3D Reconstruction & 6-DoF Pose Estimation

GitHub RepositoryReport / Paper
Ansh Chablani, Gaurav Behera, Samkit Jain • IIIT Hyderabad
Reconstructed Kitchen
Reconstructed 3D mesh of a kitchen environment from the 7-Scenes Dataset.

Abstract: We present a pipeline for real-time 3D reconstruction and nearest 6 Degrees of Freedom (6DOF) pose estimation of objects from monocular RGB-D video data. Our approach integrates TSDF fusion to build dense 3D models, with pose initialization refined through epipolar geometry and differential rendering.

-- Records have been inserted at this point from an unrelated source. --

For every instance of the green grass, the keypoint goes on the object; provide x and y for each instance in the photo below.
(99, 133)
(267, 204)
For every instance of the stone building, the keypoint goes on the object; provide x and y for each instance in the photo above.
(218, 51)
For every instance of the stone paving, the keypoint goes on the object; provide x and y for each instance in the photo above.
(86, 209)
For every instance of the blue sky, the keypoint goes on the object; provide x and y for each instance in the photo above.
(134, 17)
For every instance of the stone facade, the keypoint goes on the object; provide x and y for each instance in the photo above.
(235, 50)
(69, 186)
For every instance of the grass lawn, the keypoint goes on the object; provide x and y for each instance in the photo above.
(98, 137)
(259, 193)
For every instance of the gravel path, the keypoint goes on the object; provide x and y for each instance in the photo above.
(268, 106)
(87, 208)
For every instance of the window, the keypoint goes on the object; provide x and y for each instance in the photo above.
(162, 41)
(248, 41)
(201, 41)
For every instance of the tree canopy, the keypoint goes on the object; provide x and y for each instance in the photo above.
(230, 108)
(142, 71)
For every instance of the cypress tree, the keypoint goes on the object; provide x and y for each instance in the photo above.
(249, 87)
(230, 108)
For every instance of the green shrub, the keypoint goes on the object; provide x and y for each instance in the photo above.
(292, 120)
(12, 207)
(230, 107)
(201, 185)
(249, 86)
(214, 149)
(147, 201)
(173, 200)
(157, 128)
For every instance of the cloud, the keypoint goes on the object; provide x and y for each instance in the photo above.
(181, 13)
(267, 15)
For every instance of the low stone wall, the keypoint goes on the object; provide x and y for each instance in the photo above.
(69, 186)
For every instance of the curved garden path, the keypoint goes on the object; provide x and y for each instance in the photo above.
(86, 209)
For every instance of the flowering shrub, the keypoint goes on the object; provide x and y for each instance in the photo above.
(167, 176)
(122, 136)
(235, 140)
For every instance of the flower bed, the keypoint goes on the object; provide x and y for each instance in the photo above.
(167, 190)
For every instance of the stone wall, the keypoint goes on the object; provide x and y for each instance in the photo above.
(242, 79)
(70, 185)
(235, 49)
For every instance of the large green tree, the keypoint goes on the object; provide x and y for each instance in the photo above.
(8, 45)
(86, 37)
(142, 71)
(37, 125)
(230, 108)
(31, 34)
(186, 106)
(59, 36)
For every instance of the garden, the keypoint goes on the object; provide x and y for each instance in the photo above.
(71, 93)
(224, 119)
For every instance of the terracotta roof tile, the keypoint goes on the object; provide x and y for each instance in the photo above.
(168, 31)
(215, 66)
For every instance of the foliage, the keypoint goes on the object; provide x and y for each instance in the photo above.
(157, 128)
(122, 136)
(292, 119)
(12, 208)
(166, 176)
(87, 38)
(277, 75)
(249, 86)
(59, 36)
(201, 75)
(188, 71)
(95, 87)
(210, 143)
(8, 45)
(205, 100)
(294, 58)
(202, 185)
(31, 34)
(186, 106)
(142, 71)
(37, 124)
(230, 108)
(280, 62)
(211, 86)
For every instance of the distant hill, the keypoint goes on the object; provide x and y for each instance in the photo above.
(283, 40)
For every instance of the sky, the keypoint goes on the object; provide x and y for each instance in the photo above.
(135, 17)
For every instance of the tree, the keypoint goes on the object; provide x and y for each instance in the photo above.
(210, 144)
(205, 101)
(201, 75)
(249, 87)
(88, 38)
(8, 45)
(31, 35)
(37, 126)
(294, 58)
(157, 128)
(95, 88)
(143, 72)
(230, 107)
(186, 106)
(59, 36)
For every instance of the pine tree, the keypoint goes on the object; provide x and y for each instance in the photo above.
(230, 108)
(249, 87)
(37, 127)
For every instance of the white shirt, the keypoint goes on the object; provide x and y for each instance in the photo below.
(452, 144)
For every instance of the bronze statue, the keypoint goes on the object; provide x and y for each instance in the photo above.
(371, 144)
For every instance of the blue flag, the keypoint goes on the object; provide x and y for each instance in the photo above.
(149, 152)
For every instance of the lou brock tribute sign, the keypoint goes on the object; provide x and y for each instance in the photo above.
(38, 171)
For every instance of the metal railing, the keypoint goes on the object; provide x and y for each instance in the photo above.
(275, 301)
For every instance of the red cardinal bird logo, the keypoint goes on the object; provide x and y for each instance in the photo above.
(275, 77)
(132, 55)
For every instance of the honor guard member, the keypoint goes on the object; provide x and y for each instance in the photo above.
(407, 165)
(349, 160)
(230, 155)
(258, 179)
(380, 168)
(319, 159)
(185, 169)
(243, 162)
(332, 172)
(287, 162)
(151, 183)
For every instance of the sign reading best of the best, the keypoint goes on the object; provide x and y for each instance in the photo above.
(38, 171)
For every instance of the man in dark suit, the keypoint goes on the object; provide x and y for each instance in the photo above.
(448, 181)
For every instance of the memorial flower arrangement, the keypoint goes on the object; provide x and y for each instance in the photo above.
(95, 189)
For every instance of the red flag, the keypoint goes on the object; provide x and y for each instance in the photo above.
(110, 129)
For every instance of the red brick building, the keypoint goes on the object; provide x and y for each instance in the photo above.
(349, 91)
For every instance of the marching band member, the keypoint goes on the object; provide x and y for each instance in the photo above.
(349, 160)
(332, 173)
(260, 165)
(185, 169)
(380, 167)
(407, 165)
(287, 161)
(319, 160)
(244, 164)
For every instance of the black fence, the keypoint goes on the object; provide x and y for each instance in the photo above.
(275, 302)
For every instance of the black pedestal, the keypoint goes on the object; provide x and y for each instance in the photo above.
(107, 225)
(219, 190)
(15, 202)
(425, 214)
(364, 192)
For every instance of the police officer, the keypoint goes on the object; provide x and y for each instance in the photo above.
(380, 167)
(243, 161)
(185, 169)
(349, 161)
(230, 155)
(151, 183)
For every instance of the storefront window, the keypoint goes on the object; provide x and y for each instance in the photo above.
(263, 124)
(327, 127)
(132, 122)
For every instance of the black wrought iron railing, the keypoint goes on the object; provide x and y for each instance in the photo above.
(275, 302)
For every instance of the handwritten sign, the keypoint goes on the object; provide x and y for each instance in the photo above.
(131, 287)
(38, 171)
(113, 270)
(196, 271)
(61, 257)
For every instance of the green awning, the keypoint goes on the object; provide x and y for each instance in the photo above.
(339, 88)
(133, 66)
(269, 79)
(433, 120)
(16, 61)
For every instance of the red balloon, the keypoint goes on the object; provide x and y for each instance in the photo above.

Introduction & Related Work

6-DoF pose estimation determines the position and orientation of an object in 3D space. While traditional methods rely on CAD Models, they often fail under occlusions or lighting changes. Modern CAD Model-Free approaches like OnePose++ and BundleSDF (shown below) allow for tracking objects without prior geometry models.

OnePose++ BundleSDF
Comparisons of CAD-free architectures: OnePose++ and BundleSDF.

Reconstructed Results

The core of the project involves integrating depth maps into a volumetric grid. Below are reconstructions of scenes and synthetic objects.

Textured Table
Textured mesh reconstruction of the Table dataset.
Bunny 10 Bunny 200
Incremental reconstruction of the Stanford Bunny (10 frames vs 200 frames).
Kitchen Color Kitchen Reconstruction
Full scene reconstruction of a kitchen from the 7-Scenes Dataset.

Methodology: TSDF Fusion

Each voxel stores a signed distance $d$ to the nearest surface, truncated to $[-t, t]$. The update rule for a voxel's TSDF value ($t_d$) and weight ($w$) is a weighted average:

t_d' = (w * t + w_new * t_d) / (w + w_new)
w' = w + w_new
TSDF Detail
2D TSDF integration logic: Voxel-to-camera projection.

Using CUDA, we optimized voxel updates and mesh generation steps to ensure real-time performance even with high voxel resolutions.

Overall Pipeline
System architecture for real-time 3D reconstruction and pose estimation.

6-DoF Pose Refinement

After estimating an initial pose via nearest-neighbor search, we apply refinement:

  • Epipolar Geometry: Rectifies misalignment between frames.
  • Differential Rendering: Minimizes the discrepancy between rendered silhouettes and observed data via backpropagation.

Datasets

Experiments were conducted on the 7-Scenes dataset, synthetic Blender models, and Gazebo simulations of dynamic objects (SUV models).

Datasets
Examples from the various datasets used for testing.

Performance & Benchmarks

The GPU implementation achieved substantial speedups (up to 1000x) over CPU-based methods.

Dataset Frames Time (s) FPS
Stanford Bunny 500 1.68 296.67
Suzanne 500 0.45 530.74
Table Scene 500 1.68 296.67

Hyper-parameters & Methods

Comparison between Marching Cubes and Occupancy Dual Contouring, along with voxel size and truncation experiments.

Marching Cubes ODC
Marching Cubes vs Occupancy Dual Contouring.
0.01 0.5
Impact of voxel size (0.01 vs 0.5).
0.01 0.5
Impact of truncation distance (0.01 vs 0.5).